3 Books That Made Me A Better Investor

3 Books That Made Me A Better Investor

Morning folks,

It’s that time of the year again when all the investor relations departments shut down for the holidays and market news pretty much grinds to a halt. For us financial analysts, it's a time to catch up on stories that we may have missed or simply update a model that didn’t get the attention that it deserved over the year. However, we still have deadlines that must be met, and seeing how everyone loves an end-of-year list, I thought I’d give you an insight into the books I read throughout the last 12 months that I think have made me a better investor. 

Thinking in Bets by Annie Duke
This book had such an impact on me that I actually dedicated a whole Expert Opinion Piece to it back in February.
Duke, a World Series of Poker bracelet winner, is obsessed with how people make and reflect on decisions. She uses poker as the perfect backdrop to explain her theories — a space where hundreds of decisions are made in the space of an hour, sometimes with very large sums of money on the line, and instant feedback. 

One key learning from the book was the idea of resulting — that we judge the prudence of a decision on the outcome, without thinking if the decision was a good or bad one to begin with. Not only do I believe this book will help the reader become a better investor, I think it will help with all aspects of someones life. I can’t recommend it enough. 

The Power of Habit by Charles Duhigg
“The chains of habit are too light to be felt until they are too heavy to be broken” — Warren Buffett. 

I’m not sure if the Oracle of Omaha was talking about regular investing here or his daily McDonald's breakfast routine. Either way, it’s a great quote. 

If you’ve ever struggled to break a bad habit or yearned to start a good one with little results, this is the book for you. 

From an investing standpoint, I found some very interesting insights into how companies manipulate the power of habits to get people to buy more stuff or try out their new product. For example, back in the early noughties, Target was obsessed with trying to find out when families were expecting a newborn, as times of great change tend to form lifelong habits if you can catch them at the right time. 

Super Pumped - The Battle for Uber by Mike Isaac
My favourite book from last year was Bad Blood by John Carreyrou. It was a highly dramatic retelling of how greed blinded the biggest names in technology, putting people’s lives at risk in the pursuit of that big payday. 
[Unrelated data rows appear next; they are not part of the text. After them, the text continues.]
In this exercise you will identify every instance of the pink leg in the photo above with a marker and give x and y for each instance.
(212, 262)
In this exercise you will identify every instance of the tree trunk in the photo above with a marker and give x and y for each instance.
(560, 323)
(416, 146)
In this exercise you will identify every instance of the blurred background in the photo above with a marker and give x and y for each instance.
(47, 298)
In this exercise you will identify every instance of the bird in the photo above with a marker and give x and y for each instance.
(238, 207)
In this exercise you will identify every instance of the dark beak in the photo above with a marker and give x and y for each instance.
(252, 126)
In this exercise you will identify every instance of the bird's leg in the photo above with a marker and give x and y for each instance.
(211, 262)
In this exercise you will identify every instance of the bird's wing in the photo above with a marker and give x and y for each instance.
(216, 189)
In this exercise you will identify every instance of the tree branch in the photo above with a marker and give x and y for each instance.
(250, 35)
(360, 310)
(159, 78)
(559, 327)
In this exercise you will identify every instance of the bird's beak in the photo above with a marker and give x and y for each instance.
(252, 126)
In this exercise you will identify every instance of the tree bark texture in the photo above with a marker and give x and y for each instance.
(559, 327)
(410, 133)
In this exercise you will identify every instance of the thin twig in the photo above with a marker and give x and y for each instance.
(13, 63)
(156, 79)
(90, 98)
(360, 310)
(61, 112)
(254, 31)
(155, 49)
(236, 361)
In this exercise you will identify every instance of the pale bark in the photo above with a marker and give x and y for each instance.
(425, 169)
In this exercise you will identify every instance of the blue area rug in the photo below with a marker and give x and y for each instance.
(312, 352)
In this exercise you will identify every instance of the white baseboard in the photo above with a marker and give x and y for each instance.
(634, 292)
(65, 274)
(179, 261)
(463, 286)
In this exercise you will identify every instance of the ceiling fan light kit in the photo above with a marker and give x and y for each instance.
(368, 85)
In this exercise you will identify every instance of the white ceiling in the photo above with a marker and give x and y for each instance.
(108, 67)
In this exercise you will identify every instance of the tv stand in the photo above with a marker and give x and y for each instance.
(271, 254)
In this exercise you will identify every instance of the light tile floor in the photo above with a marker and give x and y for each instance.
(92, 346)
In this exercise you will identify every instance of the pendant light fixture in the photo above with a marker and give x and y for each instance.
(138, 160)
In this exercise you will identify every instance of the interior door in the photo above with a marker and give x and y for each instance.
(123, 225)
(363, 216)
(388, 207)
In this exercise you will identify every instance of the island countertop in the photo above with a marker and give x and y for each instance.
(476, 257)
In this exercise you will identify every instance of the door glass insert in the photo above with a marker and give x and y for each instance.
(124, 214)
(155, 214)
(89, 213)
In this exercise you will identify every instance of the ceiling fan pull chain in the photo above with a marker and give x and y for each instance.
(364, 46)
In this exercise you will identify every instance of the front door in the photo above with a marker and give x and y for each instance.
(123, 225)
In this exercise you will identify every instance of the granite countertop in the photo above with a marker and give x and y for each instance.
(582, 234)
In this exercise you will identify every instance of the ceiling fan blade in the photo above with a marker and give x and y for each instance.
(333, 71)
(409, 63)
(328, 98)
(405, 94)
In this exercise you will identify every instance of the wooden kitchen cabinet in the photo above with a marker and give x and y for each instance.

Super Pumped tells a slightly different story. It shows how technology rewrote the rules and created new and cut-throat power struggles in Silicon Valley, threatening the status quo, and destroying antiqued systems at a blistering pace. 

Before reading this book, I really thought I knew most of the Uber story. I was so wrong. It’s a deep dissection of how modern-day venture capital operates — which can be very informative when thinking about how we ended up where we are. 

Surely we’ll get a WeWork book in 2020, right?